How Covid-19 has affected the entertainment industry

As has been the case with many sectors in the country that were greatly affected by the coronavirus pandemic, Rwanda’s entertainment sector has not been spared. The outbreak of the virus which saw the cancellation of all shows has since put artists’ creativity, to entertain and earn to the test.

One of the first artistes that was affected was gospel singer, Patient Bizimana. Two of his performances; “Thanksgiving celebration live concert”, in The Netherlands and his annual “Easter celebration”, that were both supposed to take place in April, were cancelled.

 

“Due to this pandemic, two of my shows were cancelled and it has affected me because I was not able to fulfill some of the plans I had this year. Although the impact hit in different ways, I was mostly affected financially because as you know, for most musicians, music is our full time job and we do not have an extra source of income,” the “Menye Neza” star shared.

 

He added that the cancellation of the Easter celebration concert was a huge blow, not only for him but also for his fans because preparations were already in high gear and that he was ready to stage a magical show this year as planned.

 

“God, however, is in control and we are not complaining. Due to demand from my fans and gospel lovers, I am preparing for a virtual show like some artistes have done solely for my fans,” he said of his alternative plans.

For fastest-rising singer Alyn Sano, the pandemic mostly affected her chances of doing gigs to support her family and invest in her music, a situation she fears could take a toll on her music career.

“I cannot do any gig now which means that my source of income is closed now and the longer that happens, the more the quality of my music, in terms of music videos and promoting my songs, is reduced because the budget is lowered as well,” she said.

The problem with virtual shows

For a whole year, local comedian Babu, real name John Naifa Muyenzi, had been planning for his one-man show that was slated for May 31, his birthday.

All his plans and anticipation were however crushed when all shows were indefinitely cancelled in March to prevent the disease’s spread.

“Covid-19 has crippled our industry in every sense of the word. What is left for us to do is to perform virtually, which is what I intend to do but online shows, although they come in handy, they have their challenges. If you do not have the best internet, your viewers will miss out on some of the jokes, and then all your effort will be futile.

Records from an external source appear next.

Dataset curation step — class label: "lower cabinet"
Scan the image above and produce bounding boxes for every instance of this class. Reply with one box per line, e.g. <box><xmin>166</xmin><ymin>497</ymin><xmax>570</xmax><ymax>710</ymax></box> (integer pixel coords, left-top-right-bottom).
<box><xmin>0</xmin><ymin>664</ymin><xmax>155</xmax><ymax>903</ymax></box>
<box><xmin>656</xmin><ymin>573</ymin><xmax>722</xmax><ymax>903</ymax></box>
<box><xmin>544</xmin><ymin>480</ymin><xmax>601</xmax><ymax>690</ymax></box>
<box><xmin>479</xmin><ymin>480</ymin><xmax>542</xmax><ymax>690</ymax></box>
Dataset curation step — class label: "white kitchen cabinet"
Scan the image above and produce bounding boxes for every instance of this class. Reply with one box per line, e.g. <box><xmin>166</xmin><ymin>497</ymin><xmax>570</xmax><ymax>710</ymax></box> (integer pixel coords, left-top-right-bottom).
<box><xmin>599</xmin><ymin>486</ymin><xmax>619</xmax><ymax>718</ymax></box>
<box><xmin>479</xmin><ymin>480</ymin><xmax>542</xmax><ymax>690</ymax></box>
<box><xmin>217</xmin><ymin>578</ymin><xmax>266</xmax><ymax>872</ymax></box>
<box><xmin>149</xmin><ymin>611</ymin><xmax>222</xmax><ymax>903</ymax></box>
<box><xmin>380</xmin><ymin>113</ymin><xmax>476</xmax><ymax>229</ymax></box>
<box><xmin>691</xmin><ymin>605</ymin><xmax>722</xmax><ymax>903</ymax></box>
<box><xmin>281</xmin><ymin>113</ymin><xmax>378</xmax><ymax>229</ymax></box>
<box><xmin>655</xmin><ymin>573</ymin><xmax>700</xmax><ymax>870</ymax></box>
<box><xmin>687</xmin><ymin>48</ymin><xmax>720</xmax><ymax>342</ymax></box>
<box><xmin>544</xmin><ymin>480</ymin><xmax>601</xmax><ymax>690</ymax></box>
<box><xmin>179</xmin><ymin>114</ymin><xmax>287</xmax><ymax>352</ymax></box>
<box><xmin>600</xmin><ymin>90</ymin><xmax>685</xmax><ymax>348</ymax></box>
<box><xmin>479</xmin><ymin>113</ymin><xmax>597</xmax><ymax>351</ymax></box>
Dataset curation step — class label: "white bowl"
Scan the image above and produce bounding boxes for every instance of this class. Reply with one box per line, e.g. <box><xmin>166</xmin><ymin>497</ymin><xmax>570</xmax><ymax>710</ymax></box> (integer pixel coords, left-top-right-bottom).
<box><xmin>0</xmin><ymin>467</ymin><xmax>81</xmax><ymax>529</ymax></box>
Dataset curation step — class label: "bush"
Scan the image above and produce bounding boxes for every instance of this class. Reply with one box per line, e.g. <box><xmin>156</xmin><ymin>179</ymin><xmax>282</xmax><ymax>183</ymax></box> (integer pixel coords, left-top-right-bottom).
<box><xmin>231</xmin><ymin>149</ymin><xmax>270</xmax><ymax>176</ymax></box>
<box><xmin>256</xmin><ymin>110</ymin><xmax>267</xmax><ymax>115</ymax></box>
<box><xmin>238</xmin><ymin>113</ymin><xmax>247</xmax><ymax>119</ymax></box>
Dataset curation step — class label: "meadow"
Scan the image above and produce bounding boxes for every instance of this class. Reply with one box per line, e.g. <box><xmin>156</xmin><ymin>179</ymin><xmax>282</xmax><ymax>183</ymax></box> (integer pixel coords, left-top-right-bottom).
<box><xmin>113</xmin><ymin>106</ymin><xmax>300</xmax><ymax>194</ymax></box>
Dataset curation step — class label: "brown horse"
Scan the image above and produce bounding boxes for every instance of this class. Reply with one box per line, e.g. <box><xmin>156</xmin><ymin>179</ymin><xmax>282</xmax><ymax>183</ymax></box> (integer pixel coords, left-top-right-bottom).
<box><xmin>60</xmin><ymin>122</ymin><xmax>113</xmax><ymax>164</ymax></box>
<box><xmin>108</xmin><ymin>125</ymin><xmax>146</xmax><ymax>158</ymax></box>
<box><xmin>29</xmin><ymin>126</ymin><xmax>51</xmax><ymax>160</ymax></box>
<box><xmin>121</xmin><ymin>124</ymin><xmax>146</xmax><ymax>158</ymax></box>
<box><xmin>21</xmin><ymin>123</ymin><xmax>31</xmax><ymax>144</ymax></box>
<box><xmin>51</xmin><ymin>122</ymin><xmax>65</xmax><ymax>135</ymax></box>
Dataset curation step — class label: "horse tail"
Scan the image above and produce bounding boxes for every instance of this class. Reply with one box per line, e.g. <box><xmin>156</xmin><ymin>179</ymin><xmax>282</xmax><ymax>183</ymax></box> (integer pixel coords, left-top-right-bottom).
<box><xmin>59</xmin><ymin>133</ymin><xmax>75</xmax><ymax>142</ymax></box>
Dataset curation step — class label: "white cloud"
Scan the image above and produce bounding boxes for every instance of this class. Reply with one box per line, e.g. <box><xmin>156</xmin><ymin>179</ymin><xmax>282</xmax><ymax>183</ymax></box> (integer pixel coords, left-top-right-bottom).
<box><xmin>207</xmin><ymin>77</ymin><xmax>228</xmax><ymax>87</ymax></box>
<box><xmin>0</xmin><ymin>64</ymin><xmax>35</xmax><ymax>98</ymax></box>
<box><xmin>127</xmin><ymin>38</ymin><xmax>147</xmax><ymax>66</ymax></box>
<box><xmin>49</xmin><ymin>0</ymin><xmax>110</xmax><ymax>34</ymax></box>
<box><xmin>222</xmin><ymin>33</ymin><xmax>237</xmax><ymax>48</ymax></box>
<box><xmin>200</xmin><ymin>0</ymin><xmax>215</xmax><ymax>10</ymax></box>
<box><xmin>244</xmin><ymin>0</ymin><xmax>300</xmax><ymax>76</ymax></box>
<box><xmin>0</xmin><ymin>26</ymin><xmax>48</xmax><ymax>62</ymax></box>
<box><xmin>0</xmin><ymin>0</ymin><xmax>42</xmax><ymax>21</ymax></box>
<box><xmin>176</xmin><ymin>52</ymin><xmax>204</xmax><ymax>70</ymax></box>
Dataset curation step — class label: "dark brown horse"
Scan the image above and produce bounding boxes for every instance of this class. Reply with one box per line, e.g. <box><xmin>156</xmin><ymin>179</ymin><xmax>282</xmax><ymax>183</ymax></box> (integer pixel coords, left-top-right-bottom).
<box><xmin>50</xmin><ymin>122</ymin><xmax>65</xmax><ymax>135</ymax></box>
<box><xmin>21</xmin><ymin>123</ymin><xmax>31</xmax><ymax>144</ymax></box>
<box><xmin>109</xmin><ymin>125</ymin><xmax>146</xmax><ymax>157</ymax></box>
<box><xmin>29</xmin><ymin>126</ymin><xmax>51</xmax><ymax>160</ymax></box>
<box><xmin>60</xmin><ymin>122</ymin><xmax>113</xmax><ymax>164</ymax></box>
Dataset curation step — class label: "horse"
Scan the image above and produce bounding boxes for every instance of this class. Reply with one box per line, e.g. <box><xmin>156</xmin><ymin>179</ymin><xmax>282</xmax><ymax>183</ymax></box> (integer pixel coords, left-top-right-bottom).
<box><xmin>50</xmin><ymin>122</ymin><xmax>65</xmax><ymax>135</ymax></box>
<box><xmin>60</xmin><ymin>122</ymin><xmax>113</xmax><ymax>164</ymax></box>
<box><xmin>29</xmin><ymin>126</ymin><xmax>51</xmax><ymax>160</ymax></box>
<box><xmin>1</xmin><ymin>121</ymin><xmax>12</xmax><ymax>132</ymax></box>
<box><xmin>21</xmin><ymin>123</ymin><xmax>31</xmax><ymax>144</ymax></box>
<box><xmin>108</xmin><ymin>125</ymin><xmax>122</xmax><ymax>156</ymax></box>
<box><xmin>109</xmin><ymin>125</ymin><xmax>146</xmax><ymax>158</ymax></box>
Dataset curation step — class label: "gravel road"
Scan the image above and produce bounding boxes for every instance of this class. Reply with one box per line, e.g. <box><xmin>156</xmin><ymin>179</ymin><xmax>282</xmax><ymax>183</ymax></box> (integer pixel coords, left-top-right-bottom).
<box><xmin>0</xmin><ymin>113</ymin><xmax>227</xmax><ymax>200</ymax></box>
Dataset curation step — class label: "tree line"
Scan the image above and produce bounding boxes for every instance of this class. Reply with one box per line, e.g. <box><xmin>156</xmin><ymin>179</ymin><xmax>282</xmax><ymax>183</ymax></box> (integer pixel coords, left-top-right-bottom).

Also, there is something about physical performance and the connection it creates with your audience. Having your viewers respond with emojis in the comments cannot be compared with real laughter,” the comedian explained.

The film industry is also vulnerable due to the pandemic as both the production and the consumption of its output require numerous people together in small spaces. 

Wilson Misago, founder of Afrifame that produces most local TV drama series, explained that due to the lockdown, their weekly shootings were cancelled and as a result couldn’t TV shows were postponed until early last month when they resumed. Despite the resumption, some challenges that hinder production still remain.

“Some of our actors who live upcountry could not travel to Kigali in the recent weeks so we had to change the stories of our series so that we can continue to deliver without them. And although we are resuming our work we are taking precautions to protect our crew from the virus by limiting to a limited cast and crew and that means doubling our effort to deliver stories on time, although sadly some of them will not be joining us,” he shared.

He further hinted they will soon be launching a new TV series, ‘Indoto’ (dreams) that was partly shot before the lockdown. It will air on Rwanda Television starting this June.

Hope for the future

Eric Kabera, filmmaker and founder of Kwetu Film Institute, also had his share of challenges from the pandemic. Working in the film industry, he said that investments in film production were so low because it was impossible to meet with investors.

Kabera, however, believes that the pandemic is not a period to give up on entertainment but rather navigate through this ‘new normal’ with ingenuity, which is not only valuable, but also necessary for survival.

“Entertainment can pick up because we have the tools needed to push through. It is important that we continue to create more entertainment because without it people can go bizarre. We therefore need to encourage them more so they can find ways to make more money and fund creatives,” he said.

For his part, Babu said that this crisis should breed creativity for artists to forge ways to share their craft and earn from it at the same time, if only they can do it out of passion.

There are ways creatives can earn money from their craft, even virtually. When you are good at what you do, people will donate money, even if it’s little, if you give them the platform and reason to donate, he said.